After collecting feature for each target points, we need to do matching between the features of two images. I need to find features that look similar to identify if they are a good match and could be used to calculate a homography. We know that for each point (that has a match), there is only one correct match, which suggests that if the error ratio between one point's closest match and second closest match is close to 1, this match is probably fake. Using this Lowe's trick, I set the threshold ratio to be 0.4, if the error of a point's best match is more than 0.4 of the point's second best match, we just identify this point as no match and discard it. Below is the matching result using Lowe's trick for all 3 mosaics:

4. Use a robust method (RANSAC) to compute a homograph

We could see that while most of the point pairs appear to be valid, there are some mismatches. Since we are computing homogrphy with least squares, several outliers could sabotage our projective matrix. Hence, we need to use RANSAC to select a sub-set of consensus point matches to calculate our homography, and reject the outliers.
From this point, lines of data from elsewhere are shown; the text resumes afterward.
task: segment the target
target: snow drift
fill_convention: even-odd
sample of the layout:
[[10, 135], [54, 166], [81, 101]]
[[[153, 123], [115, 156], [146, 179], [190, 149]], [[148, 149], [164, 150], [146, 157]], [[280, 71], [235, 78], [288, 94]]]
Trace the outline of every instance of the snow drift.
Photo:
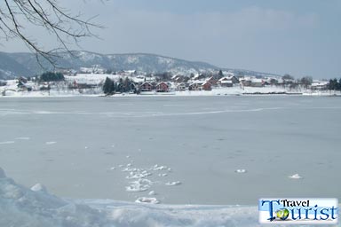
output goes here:
[[260, 226], [256, 207], [155, 205], [114, 200], [63, 200], [40, 184], [31, 189], [0, 168], [0, 226], [147, 227]]

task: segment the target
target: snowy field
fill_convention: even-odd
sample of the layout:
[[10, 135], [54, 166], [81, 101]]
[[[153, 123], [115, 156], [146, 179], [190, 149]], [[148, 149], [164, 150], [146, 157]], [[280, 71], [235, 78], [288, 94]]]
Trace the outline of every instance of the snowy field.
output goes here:
[[23, 185], [0, 174], [0, 226], [259, 226], [262, 197], [340, 200], [340, 101], [0, 98], [0, 167]]

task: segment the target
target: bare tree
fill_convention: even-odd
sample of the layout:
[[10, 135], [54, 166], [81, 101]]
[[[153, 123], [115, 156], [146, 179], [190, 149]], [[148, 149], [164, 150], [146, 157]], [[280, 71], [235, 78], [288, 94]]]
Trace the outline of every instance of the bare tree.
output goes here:
[[[68, 40], [77, 43], [79, 39], [94, 36], [91, 27], [100, 26], [83, 20], [80, 14], [71, 14], [59, 5], [58, 0], [0, 0], [0, 37], [21, 40], [30, 50], [54, 65], [56, 51], [69, 51]], [[27, 35], [24, 24], [43, 27], [56, 38], [56, 48], [46, 51], [35, 38]]]

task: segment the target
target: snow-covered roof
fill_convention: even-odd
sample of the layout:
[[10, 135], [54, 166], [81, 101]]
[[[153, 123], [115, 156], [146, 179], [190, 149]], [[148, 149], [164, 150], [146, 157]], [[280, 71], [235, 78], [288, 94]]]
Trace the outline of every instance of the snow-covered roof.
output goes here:
[[233, 83], [232, 81], [228, 80], [228, 81], [221, 81], [220, 82], [221, 83]]

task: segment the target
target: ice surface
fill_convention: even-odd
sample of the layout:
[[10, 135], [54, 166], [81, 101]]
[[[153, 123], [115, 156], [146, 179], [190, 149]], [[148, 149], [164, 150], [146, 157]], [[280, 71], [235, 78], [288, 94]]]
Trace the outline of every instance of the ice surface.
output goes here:
[[31, 187], [31, 190], [33, 192], [47, 192], [47, 189], [44, 185], [43, 185], [40, 183], [36, 184]]
[[0, 168], [0, 226], [4, 227], [261, 226], [257, 207], [160, 205], [154, 197], [139, 197], [136, 203], [63, 200], [4, 176]]
[[157, 200], [156, 198], [151, 198], [151, 197], [139, 197], [138, 198], [135, 202], [139, 203], [151, 203], [151, 204], [158, 204], [160, 203], [159, 200]]
[[172, 182], [167, 182], [165, 184], [168, 185], [168, 186], [175, 186], [175, 185], [181, 184], [181, 182], [179, 182], [179, 181], [172, 181]]
[[3, 142], [0, 142], [0, 145], [11, 145], [14, 143], [15, 141], [3, 141]]
[[4, 178], [4, 177], [6, 177], [6, 175], [4, 169], [0, 168], [0, 178]]
[[289, 177], [289, 178], [291, 178], [291, 179], [301, 179], [301, 178], [302, 178], [302, 176], [299, 176], [298, 174], [294, 174], [294, 175], [289, 176], [288, 176], [288, 177]]
[[246, 169], [244, 168], [238, 168], [237, 170], [235, 170], [236, 173], [239, 173], [239, 174], [244, 174], [246, 173]]
[[48, 142], [46, 142], [45, 143], [45, 145], [54, 145], [54, 144], [56, 144], [57, 142], [55, 142], [55, 141], [48, 141]]

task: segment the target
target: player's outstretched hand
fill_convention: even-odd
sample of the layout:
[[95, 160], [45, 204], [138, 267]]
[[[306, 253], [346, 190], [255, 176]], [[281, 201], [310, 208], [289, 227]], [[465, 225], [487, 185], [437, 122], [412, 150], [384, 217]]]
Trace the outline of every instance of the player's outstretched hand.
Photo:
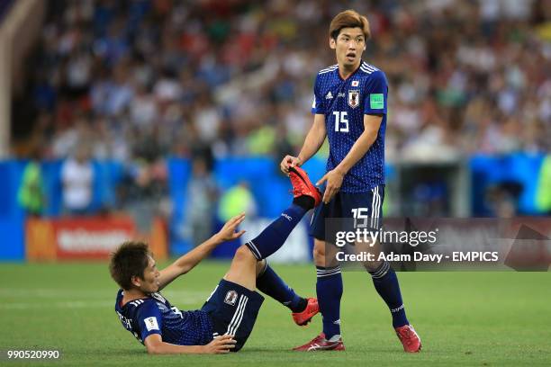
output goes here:
[[323, 192], [323, 199], [321, 201], [326, 204], [333, 199], [333, 196], [339, 190], [340, 190], [340, 185], [342, 185], [342, 180], [344, 179], [344, 175], [337, 170], [329, 171], [323, 177], [320, 179], [316, 183], [316, 186], [320, 186], [321, 184], [327, 181], [327, 185], [325, 186], [325, 192]]
[[224, 224], [224, 227], [218, 232], [218, 237], [221, 241], [231, 241], [232, 239], [240, 237], [244, 230], [236, 232], [237, 227], [245, 219], [245, 213], [236, 215]]
[[281, 168], [281, 172], [288, 175], [289, 167], [294, 167], [295, 166], [300, 167], [302, 164], [298, 157], [285, 156], [285, 157], [281, 160], [279, 167]]
[[206, 345], [203, 345], [203, 351], [208, 354], [221, 354], [230, 353], [230, 349], [235, 348], [237, 341], [233, 336], [221, 336], [213, 339]]

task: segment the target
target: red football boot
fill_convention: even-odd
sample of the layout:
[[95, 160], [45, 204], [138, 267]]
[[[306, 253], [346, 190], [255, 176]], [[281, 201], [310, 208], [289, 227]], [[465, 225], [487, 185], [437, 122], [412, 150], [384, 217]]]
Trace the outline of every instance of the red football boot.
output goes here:
[[293, 319], [294, 323], [299, 327], [303, 327], [308, 324], [312, 318], [316, 316], [318, 312], [320, 312], [320, 306], [318, 306], [318, 300], [316, 299], [308, 299], [308, 304], [306, 304], [306, 309], [303, 312], [293, 312], [291, 316], [293, 316]]
[[314, 207], [321, 202], [321, 193], [316, 186], [310, 181], [306, 172], [299, 167], [289, 167], [289, 178], [293, 184], [293, 195], [297, 198], [302, 195], [308, 195], [314, 200]]
[[420, 338], [415, 332], [415, 329], [411, 325], [404, 325], [403, 327], [396, 327], [396, 335], [398, 339], [403, 345], [403, 350], [407, 353], [417, 353], [420, 352], [421, 344]]
[[[337, 339], [335, 336], [331, 339]], [[321, 333], [304, 345], [297, 346], [296, 348], [293, 348], [293, 350], [298, 352], [344, 351], [345, 347], [340, 336], [339, 336], [337, 340], [331, 341], [327, 340], [325, 338], [325, 334]]]

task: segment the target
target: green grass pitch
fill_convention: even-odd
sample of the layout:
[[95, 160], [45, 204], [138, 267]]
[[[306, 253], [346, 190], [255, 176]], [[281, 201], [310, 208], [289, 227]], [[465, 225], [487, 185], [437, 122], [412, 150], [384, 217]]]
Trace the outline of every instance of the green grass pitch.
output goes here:
[[[227, 269], [207, 262], [163, 292], [182, 309], [197, 309]], [[313, 295], [312, 265], [274, 268], [303, 295]], [[150, 356], [120, 325], [116, 286], [104, 264], [0, 264], [0, 364], [5, 365], [551, 365], [551, 273], [401, 273], [410, 321], [423, 351], [406, 354], [385, 305], [363, 273], [344, 273], [341, 319], [346, 352], [290, 349], [321, 330], [321, 317], [294, 326], [266, 299], [243, 350], [229, 355]], [[57, 349], [55, 362], [7, 363], [7, 349]], [[323, 364], [322, 364], [323, 363]]]

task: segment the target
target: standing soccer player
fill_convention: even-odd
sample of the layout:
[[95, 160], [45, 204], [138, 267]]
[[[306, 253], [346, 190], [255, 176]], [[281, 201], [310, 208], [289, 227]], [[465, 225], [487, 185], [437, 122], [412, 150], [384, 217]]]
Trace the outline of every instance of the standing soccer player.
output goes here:
[[[325, 183], [326, 188], [312, 225], [323, 332], [295, 348], [298, 351], [345, 349], [340, 335], [342, 277], [332, 255], [335, 247], [326, 247], [325, 219], [368, 217], [371, 228], [381, 226], [388, 85], [383, 71], [362, 60], [369, 37], [369, 22], [357, 12], [347, 10], [333, 18], [330, 47], [335, 49], [337, 64], [316, 76], [312, 108], [314, 121], [301, 152], [281, 162], [282, 171], [288, 174], [289, 167], [310, 159], [328, 137], [327, 173], [317, 184]], [[364, 265], [390, 309], [393, 327], [404, 350], [419, 352], [420, 339], [406, 318], [396, 273], [387, 262]]]

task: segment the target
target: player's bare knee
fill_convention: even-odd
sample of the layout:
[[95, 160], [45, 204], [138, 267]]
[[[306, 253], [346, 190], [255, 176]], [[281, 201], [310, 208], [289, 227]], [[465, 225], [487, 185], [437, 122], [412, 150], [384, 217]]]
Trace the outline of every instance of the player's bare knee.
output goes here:
[[234, 262], [257, 262], [253, 253], [245, 245], [241, 245], [233, 255]]
[[381, 266], [381, 264], [383, 264], [382, 261], [365, 261], [363, 265], [367, 272], [375, 272]]
[[261, 275], [264, 273], [264, 271], [266, 270], [266, 264], [267, 263], [266, 259], [262, 259], [257, 262], [257, 276]]

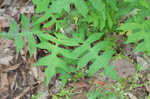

To do so, we select four feature pairs (minimum for a homography), calculate a homography, and count the inliers where Hp is very close to p'. We do this steps for a preset amount of times, find the group with the most inliers and compute a homogrphy according to only them. Below is the result after applying RANSAC.

We could observe that while the number of pairs is reduced, all of them appear to be valid. RANSAC is working well.

5. Use the auto detected point to produce a mosaic

Below is the result comparison between hand-annotated and auto-stitching.

We could see that the auto-stitching result is equally good and even better (like the fountain example) than hand-annotated result. This proves that the algorithm for auto-stitching, while old, is still very effective and amazing.

Conclusion for 4B

This project is very amazing, the ANMS and RANSAC algorithm are new for me and I think this way of solving the problem could be used in other fields. Also, this project provides me a bit of insight of some of the comtemporary visual neural networks, while much more advanced, they are still doing the same thing as a algorithm that could do 20 years ago: detecting edges.